INDIA — India has recorded its strongest year yet in managing electronic waste, with recovery rates climbing to 70.71% in FY 2024-25, up sharply from 61.94% a year earlier, according to new data from the Central Pollution Control Board (CPCB).
The milestone reflects the impact of the E-Waste (Management) Rules, 2022, which introduced a single national Extended Producer Responsibility (EPR) portal to streamline registration, reporting, and certificate trading.
The reforms have accelerated a shift from informal recycling to traceable, accountable operations.
“What we’re seeing is a compliance turnaround,” said Shashi Shekhar Shahi, Founder of Foxx Compliance Services Pvt. Ltd. (FCSPL).
“Targets are clearer, the portal is doing the heavy lifting on traceability, and serious players are investing in capacity.”
Surge in volumes
Parliamentary filings show India generated 1.39 million tonnes of e-waste in FY 2024-25, up 11.5% from the previous year. Of this, nearly one million tonnes were routed through the formal recycling chain, an unprecedented 8.8-point jump in compliance in a single year.
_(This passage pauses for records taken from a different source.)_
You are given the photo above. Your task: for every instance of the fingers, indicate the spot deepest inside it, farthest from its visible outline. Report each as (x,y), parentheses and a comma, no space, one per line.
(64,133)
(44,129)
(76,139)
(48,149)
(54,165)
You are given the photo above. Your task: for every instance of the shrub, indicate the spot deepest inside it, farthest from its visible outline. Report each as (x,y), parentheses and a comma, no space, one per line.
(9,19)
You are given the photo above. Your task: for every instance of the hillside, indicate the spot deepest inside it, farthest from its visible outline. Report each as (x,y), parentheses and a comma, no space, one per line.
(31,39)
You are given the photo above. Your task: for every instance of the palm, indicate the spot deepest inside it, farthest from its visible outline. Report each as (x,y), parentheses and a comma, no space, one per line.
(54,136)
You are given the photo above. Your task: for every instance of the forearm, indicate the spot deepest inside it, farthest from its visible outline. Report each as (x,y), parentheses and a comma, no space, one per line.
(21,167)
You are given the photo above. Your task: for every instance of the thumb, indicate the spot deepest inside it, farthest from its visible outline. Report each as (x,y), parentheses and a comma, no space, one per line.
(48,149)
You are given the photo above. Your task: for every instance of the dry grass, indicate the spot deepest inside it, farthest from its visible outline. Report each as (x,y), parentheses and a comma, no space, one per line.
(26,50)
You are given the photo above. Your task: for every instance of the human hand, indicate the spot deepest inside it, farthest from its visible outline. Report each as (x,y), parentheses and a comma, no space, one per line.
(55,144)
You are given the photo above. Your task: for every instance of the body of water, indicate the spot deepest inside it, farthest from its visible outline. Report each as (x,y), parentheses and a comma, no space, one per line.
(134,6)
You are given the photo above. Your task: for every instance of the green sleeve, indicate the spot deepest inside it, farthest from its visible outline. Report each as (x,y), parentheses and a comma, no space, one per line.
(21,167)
CPCB reports registered recyclers are now operating in 19 states, with capacity clusters expanding in Uttar Pradesh, Haryana, and Telangana.
Inter-state flows have become common, with recyclables traveling to facilities best equipped for specialized processing.
The CPCB recently extended the FY 2024-25 filing deadline for annual EPR returns being August 15, 2025, giving producers additional time to reconcile data. But Shahi warned the extension should not encourage complacency.
“If your invoices, put-on-market numbers, and recycler certificates don’t reconcile, extra time won’t protect you from Environmental Compensation,” he noted.
Producers are being advised to secure EPR certificates early to avoid year-end scarcity and price spikes, diversify across recyclers, and expand refurbishment programs to reduce obligations while extending product lifecycles.
Recyclers, meanwhile, are upgrading facilities with mass-balance accounting, auditable dispatch trails, and downstream traceability to smelters and polymer re-processors. “The portal has made greenwashing much harder,” Shahi observed.
Despite challenges such as rising logistics costs and persistent informal sector leakage, experts say the reforms are laying the foundation for “urban mining” — the recovery of critical materials like copper, aluminium, and precious metals from e-waste.
“Every tonne we recycle here is import substitution,” Shahi stressed. “The EPR push isn’t just about compliance; it’s about competitiveness.”
Looking ahead, recovery is expected to climb gradually toward 75% in FY 2025-26, with the focus shifting from scale to quality and credibility.